Staff and wire report
1:56 PM CST, January 27, 2010
A bankruptcy judge in Delaware on Wednesday approved a contested $45.6 million Tribune Co. bonus pool to be divided among a group of 720 managers and executives throughout the company.
The move comes after the Chicago-based media conglomerate last week asked U.S. Bankruptcy Court Judge Kevin Carey to consider the management bonuses separately from two other proposed bonus plans in hopes that the company could distribute checks as early as next month.
The Washington-Baltimore Newspaper Guild and the U.S. Bankruptcy Trustee have objected to all three bonus plans. Carey overruled the objections in this instance but has yet to rule on the other two plans, which would deliver another $21.4 million to Tribune Co. top executives.

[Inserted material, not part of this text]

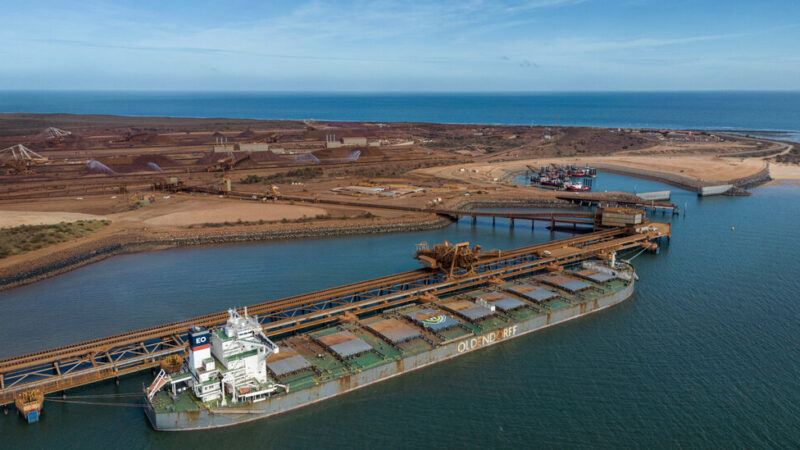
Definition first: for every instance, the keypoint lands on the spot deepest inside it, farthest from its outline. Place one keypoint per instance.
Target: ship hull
(237, 414)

Bill Salganik, a past guild president and a member of a committee representing unsecured creditors in Tribune Co.'s bankruptcy, said the unions are glad the judge reserved judgment on what he called the two 'big bucks" bonus plans. But "we still think the so-called annual bonuses are too high," he said.

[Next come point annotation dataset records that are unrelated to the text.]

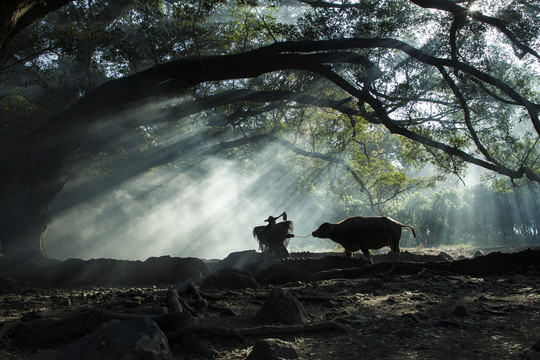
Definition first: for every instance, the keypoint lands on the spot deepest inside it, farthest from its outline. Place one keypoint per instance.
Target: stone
(460, 311)
(133, 339)
(479, 253)
(282, 307)
(272, 349)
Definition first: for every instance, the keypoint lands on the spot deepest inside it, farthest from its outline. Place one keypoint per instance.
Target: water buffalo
(364, 233)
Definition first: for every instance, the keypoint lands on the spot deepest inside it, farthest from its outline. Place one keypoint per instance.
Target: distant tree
(441, 78)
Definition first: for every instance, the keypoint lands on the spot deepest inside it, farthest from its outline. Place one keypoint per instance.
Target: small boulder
(230, 279)
(133, 339)
(272, 349)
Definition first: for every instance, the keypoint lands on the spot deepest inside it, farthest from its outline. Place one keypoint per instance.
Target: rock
(375, 284)
(230, 279)
(134, 339)
(272, 349)
(282, 307)
(479, 253)
(244, 260)
(445, 256)
(519, 279)
(282, 273)
(460, 311)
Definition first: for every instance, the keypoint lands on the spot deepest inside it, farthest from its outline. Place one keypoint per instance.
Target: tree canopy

Tribune Co. has argued the incentives the judge passed are necessary to motivate and reward the employees included in the bonus pools as well as make the media conglomerate's compensation plans competitive with the rest of the industry. Moreover, the plan approved by the judge has been in place for years in one form or another, the company has said.
But the union has countered with several points. First, only a small percentage of Tribune Co. employees are included in the bonus pools. Second, while the bonus plan has existed for years, it was altered by current management to be more generous, despite the company's weak performance and continuing bankruptcy. In a strong year like 2008, for instance, Tribune Co. paid out $13.4 million in bonuses, or roughly 1.3 percent of cash flow, the union has argued. This year, it will pay $45.6 million, or almost 10 percent of cash flow.

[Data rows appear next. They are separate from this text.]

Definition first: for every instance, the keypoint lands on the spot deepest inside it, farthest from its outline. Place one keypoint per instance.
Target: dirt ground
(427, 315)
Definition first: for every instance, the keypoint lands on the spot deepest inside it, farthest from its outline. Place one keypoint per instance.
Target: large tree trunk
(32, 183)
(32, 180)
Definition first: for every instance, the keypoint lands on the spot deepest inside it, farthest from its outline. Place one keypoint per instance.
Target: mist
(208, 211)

"There has never been a (plan) like this one: an unprecedented payout of millions of dollars to a smaller number of executives during a year in which employee salaries were frozen "to share the sacrifice" and there was an historic low in operating cash flow," the guild argued in its objection.
Tribune Co., which owns the Chicago Tribune, WGN-Ch. 9 and other media properties, sought bankruptcy protection in December 2008 because of dwindling advertising revenue and a $13 billion debt load incurred when billionaire investor Sam Zell took the company private a year earlier.
In July, Tribune Co. petitioned the U.S. Bankruptcy Court for permission to pay out bonuses through three performance-based plans. The largest in dollar amount was the company's normal incentive bonus plan for top and middle managers. But the other two would pay much more per capita to a group of about 20 top managers, who are also included in the first plan.
Tribune Co. originally requested that Carey rule on all three plans together. On the same day last week that the company said it was willing to have the court "bifurcate" its ruling so the bonuses for the larger group of recipients might be expedited, Tribune Co. Chief Executive Randy Michaels informed employees that the company had generated cash flow of nearly $500 million during 2009 "thanks to a stronger-than-expected performance by both the broadcasting and publishing groups in the fourth quarter."
A Tribune Co. spokesman said at the time that this meant cash flow exceeded the original plan by 200 percent, meaning bonuses for the group of 720 would come in at a maximum of $45.6 million, if approved. The unexpectedly strong results were largely due to a year of aggressive cost cutting, including layoffs, but Michaels' note also said that lower newsprint costs and a slightly better economy helped.
A Tribune spokesman said the company would have no comment on the bonuses.